Taiga does not currently hold SOC 2 or ISO 27001 certifications, which may matter for heavily regulated industries. But for most European SMEs and mid-market teams, the combination of EU hosting, GDPR compliance, DPA availability, and self-hosting option covers the practical requirements.
Agile teams migrating from Jira who want a cleaner experience without American data processing. The Jira importer eases the transition, and the pricing savings are substantial.
Startups and SMEs that need proper Scrum or Kanban without per-seat costs eating into runway. At $7 per month flat, Taiga is one of the most cost-effective options available.
DevOps-capable organisations that prefer self-hosting for data sovereignty. The Docker deployment is well-documented and the community is active.
Cross-functional teams where designers and developers collaborate. Taiga's sibling product Penpot (also by Kaleidos) shares the same design philosophy, and teams already in the Kaleidos ecosystem will find the transition natural.
Teams that need advanced reporting, resource management, Gantt charts, or deep enterprise integrations should look elsewhere. Taiga's strength is focused agile execution, not full-suite project portfolio management.
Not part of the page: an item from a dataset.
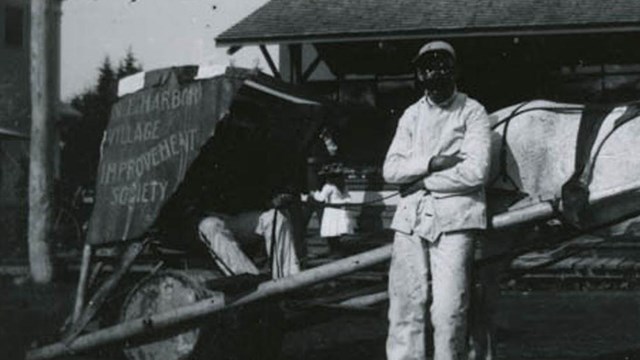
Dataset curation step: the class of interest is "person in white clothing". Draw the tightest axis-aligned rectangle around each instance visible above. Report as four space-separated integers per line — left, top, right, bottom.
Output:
383 41 491 360
312 172 355 252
Taiga occupies a distinctive position in the project management landscape: it is the only open-source tool that combines serious agile methodology support with an interface good enough to compete with commercial SaaS products. The EU hosting, flat pricing, and self-hosting option make it especially compelling for European teams weighing the data sovereignty implications of their tool choices. It will not replace Jira for enterprises with complex plugin dependencies, but for agile teams that value clarity, affordability, and control over their data, Taiga deserves to be on the shortlist.
Taiga is purpose-built for Scrum and Kanban workflows. Teams that do not follow agile methodologies will find the interface oriented around concepts like sprints, backlogs, and user stories. For general task management or waterfall-style projects, tools like OpenProject or Teamwork may be a better fit.
Yes. Taiga includes a built-in Jira importer that transfers projects, issues, user stories, and attachments. Complex custom fields and automation rules may require manual adjustment after import, but the core project structure transfers cleanly.
Taiga's free tier is limited to one public and one private project with 10 MB storage, but crucially includes unlimited users. Jira's free tier supports up to ten users but allows more projects. Monday.com's free tier is limited to two seats. For small teams prioritizing user access over project count, Taiga's free tier is more generous.
Yes. Taiga is actively developed by Kaleidos, which raised a 2.2 million euro seed round in 2022 to focus full-time on Taiga and its sibling product Penpot. The GitHub repository shows regular commits, and the community forum is active with feature discussions and bug reports.
Because Taiga is fully open-source under AGPL-3.0, you can export your data and migrate to a self-hosted instance at any time. The source code is publicly available on GitHub, so even if the company ceased operations, the software would remain usable. This is a structural advantage over proprietary SaaS tools where service discontinuation means data migration to an entirely different platform.